It's not that sport fishing is the real problem of course (though it's not completely innocent), it's that things have gotten so bad that fishing restrictions have to be part of the solution. If the populations can recover, I don't see any reason why fishing couldn't resume. Of course that assumes that the other players -- commercial fishers, farmers, loggers, dam operators -- do their parts. I suppose it's conceivable, even likely, that we could get screwed on that account. I don't think that would be any reason to screw the fish though.
While I was in Wenatchee and floating the river There was a mechanical fish counter at the onelane bridge,Mechanical meaning there had to be someone operating it. I talked to some of the locals and acording to them, it hadn't been manned since April.
Without an accurate count,how do they know how the run is doing?
This is a question for Ray Helaers. You mentioned hatchery fish. If the river is closed to all fishing. Why did they plant the Wenatchee and Chiwawa with 172,100 steelhead smolts in the summer of 2001. Also the Twisp with 127,500 smolts. If one were to read between the lines,one would think that they might reopen these rivers. Maybe I might be dreaming. Jim S.
Sorry I didn't reply earlier; I've been saltwater flyfishing fishing in BC. Lots of big coho. That's another story.
My short answer is I don't know. But I can tell you that due to some wierd twist of regulatory logic (oxymoron?), upper Columbia hatchery-steelhead were included with the listing of the wild fish. So continuing hatchery plantngs are likely some sort of "supplementation" program. It's also concievable that the Columbia tribes are also still being allowed some harvest opportunities downstream.

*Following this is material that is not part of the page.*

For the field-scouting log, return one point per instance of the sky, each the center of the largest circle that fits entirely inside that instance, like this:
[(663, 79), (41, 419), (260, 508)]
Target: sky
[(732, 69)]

NMFS and WDFW are currently negotiating de-listing the upper Columbia hatchery-steelhead. If that happens, it is possible that the river could reopen for hatchery fish. I don't know how many people on this forum would agree, but I think that would be a mistake. It would be better to just stop planting hatchery fish, which are one of the major reasons for the decline of the wild stock.
Well I just had to ask that question. I've fished the Wenatchee river a few years ago. I think that all we were fishing for at the time was Trout. You used to catch good sized trout out of the river and Nason Creek. The last time I was there was before it closed and caught nothing. In fact I didn't even see any fish.